Question

A tower that is 120 feet tall casts a shadow 148 feet long. Find the angle of elevation of the sun to the nearest degree.

Answer 1

The angle of elevation of the sun is approximately 41.3 degrees.

Step-by-step explanation:

To find the angle of elevation of the sun, we can use the concept of similar triangles. We have a right triangle with the height of the tower as one side and the length of the shadow as the hypotenuse. Let's call the angle of elevation x.

Using the tangent function, we have:

tan(x) = height of tower / length of shadow

tan(x) = 120 ft / 148 ft

Using a calculator, we find:

x ≈ 41.3 degrees

Answer 2

To determine the angle of elevation of the sun for a 120 feet tall tower that casts a 148 feet long shadow, we apply the arctan function to the ratio of the tower's height to the shadow's length, which yields an angle of approximately 39 degrees.

Step-by-step explanation:

To find the angle of elevation of the sun, we can model the situation using a right-angled triangle where the tower is one side, the shadow is the base, and the angle of elevation is the angle between the base and the hypotenuse.
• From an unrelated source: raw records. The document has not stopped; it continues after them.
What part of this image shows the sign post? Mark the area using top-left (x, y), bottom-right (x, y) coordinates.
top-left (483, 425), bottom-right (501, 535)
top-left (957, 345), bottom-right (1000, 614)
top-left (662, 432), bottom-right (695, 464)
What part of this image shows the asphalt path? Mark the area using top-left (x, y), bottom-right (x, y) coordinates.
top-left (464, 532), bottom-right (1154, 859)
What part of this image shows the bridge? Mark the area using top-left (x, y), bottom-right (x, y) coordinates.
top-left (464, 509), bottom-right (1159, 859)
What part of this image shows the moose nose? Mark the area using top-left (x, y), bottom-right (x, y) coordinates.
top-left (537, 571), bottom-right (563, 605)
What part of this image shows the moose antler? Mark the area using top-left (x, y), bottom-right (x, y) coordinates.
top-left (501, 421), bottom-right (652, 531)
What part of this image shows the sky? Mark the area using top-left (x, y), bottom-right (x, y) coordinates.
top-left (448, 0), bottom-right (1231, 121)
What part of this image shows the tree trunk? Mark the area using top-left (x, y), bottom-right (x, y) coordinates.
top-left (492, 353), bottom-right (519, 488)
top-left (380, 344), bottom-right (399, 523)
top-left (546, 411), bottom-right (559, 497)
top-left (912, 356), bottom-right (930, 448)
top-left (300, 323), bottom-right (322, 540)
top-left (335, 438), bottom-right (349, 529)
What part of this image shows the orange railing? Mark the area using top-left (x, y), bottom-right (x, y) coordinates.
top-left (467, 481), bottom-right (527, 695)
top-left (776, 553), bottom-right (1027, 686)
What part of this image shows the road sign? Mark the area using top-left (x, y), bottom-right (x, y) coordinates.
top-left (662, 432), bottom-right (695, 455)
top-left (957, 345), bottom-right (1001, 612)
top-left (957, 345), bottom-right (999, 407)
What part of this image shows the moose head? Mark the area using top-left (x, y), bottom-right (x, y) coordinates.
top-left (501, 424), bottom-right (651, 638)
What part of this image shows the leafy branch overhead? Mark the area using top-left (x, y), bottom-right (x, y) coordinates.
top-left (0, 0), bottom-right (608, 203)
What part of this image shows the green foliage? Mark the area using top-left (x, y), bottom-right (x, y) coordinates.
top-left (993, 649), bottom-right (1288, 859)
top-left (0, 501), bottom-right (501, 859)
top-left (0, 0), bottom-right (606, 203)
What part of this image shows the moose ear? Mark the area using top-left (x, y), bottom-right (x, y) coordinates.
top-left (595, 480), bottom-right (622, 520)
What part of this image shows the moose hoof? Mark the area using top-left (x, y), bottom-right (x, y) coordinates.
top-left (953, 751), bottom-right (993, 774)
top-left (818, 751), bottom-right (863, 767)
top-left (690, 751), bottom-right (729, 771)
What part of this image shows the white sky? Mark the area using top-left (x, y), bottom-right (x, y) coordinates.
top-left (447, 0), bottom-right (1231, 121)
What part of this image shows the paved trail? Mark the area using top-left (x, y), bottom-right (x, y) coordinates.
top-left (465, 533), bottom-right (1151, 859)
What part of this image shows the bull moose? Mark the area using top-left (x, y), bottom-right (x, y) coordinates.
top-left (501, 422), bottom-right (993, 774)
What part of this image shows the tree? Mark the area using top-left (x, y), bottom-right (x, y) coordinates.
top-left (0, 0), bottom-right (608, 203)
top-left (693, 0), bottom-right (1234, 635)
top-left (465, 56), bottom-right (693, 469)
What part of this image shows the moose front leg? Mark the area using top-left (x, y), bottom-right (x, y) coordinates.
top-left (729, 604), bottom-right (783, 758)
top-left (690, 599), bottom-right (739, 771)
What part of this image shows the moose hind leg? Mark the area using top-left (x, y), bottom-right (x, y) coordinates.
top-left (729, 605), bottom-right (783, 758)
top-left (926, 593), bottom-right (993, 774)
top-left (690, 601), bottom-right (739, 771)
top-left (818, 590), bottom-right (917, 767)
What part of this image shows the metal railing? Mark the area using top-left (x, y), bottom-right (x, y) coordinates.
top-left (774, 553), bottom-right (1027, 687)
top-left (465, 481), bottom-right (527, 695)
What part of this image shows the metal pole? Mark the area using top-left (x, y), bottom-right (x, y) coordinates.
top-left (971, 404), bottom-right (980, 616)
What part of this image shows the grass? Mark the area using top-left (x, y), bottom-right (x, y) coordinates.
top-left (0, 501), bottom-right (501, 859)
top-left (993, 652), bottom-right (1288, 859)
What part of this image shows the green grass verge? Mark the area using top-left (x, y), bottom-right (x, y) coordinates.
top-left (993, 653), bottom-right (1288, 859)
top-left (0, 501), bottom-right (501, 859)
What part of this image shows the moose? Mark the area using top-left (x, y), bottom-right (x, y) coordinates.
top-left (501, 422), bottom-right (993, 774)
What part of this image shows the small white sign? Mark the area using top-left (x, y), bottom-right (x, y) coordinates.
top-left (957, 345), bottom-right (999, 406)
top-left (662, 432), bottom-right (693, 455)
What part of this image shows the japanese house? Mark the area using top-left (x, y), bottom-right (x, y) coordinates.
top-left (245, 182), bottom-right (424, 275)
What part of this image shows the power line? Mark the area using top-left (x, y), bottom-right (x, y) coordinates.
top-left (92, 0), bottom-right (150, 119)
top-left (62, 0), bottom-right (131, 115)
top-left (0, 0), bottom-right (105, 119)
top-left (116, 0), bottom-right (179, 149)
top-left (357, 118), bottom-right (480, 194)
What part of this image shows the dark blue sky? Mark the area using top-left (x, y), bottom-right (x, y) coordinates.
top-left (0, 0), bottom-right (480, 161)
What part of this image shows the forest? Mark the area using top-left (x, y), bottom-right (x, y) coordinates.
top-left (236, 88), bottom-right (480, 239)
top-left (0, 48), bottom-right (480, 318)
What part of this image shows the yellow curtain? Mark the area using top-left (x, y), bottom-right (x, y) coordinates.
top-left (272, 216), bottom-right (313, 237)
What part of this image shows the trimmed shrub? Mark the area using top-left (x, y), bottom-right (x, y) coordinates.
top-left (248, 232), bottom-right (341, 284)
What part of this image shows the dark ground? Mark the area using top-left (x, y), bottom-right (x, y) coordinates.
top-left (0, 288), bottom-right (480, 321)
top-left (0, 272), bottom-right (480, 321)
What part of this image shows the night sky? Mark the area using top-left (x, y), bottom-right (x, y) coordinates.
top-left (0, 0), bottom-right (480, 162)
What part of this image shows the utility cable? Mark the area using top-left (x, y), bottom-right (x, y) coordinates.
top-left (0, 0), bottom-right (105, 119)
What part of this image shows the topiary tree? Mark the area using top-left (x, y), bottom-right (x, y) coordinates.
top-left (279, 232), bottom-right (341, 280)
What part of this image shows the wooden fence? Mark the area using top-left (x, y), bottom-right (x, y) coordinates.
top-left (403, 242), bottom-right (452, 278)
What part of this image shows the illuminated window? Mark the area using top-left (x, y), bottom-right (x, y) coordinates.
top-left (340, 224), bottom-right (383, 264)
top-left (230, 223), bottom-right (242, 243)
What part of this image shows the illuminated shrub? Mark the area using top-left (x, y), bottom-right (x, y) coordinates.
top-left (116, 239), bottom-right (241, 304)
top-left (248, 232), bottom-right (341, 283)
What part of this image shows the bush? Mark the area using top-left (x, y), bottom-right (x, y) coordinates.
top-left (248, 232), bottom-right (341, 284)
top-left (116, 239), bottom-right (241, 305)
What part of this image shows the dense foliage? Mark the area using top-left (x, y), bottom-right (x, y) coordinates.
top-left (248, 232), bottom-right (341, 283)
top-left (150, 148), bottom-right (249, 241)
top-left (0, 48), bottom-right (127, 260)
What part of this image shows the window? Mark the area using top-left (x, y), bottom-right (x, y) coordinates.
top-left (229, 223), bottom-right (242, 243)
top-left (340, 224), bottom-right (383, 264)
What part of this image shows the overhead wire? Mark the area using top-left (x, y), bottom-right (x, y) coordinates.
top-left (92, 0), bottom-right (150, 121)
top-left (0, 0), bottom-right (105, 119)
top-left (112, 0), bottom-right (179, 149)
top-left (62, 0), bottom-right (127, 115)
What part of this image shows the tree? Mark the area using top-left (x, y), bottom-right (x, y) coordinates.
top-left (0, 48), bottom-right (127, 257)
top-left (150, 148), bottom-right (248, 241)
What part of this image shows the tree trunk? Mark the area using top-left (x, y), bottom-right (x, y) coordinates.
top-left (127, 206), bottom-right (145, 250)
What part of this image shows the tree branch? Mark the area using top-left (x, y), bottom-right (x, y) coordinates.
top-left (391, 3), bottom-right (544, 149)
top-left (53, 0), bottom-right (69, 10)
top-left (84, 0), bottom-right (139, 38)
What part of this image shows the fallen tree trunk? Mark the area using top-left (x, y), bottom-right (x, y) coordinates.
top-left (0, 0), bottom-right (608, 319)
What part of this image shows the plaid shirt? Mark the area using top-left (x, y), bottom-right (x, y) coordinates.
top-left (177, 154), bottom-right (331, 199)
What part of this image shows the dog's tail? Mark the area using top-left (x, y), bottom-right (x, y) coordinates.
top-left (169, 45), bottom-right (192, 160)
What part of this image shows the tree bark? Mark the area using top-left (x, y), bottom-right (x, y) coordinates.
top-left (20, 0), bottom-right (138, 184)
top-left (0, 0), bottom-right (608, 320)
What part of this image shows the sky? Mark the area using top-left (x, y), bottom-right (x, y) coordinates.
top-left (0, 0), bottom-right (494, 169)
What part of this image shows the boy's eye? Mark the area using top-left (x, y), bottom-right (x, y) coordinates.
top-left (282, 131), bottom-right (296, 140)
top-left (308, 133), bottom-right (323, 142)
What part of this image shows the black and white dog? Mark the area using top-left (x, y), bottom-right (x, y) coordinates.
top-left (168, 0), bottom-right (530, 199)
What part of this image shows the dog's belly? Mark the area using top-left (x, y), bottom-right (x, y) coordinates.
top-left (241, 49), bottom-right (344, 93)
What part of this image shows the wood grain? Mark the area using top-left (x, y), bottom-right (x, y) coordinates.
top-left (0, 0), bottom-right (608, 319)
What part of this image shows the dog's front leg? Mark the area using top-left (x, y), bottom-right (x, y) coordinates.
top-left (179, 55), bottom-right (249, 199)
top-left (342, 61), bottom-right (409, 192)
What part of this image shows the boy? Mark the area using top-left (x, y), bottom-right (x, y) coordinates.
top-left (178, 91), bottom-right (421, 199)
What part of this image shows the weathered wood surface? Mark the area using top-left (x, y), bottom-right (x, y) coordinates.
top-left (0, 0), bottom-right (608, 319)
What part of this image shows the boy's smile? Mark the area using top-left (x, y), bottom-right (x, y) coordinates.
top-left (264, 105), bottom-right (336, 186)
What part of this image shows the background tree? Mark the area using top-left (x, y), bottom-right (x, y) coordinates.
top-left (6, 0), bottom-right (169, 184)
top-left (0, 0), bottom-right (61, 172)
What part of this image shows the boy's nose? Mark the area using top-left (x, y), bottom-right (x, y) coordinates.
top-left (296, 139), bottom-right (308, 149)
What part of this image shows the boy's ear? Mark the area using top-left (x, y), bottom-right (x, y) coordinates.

The tower's height (120 feet) is the opposite side, and the shadow's length (148 feet) is the adjacent side in relation to the angle of elevation.

You can use the tangent function, which is the ratio of the opposite side to the adjacent side in a right-angled triangle. The formula tan(θ) = opposite/adjacent can be rearranged to find θ = arctan(opposite/adjacent).

θ = arctan(120/148) ≈ arctan(0.8108)

Using a calculator to find the arctan of 0.8108 will give us the angle in degrees.

θ ≈ 39 degrees (to the nearest degree)

Therefore, the angle of elevation of the sun is approximately 39 degrees.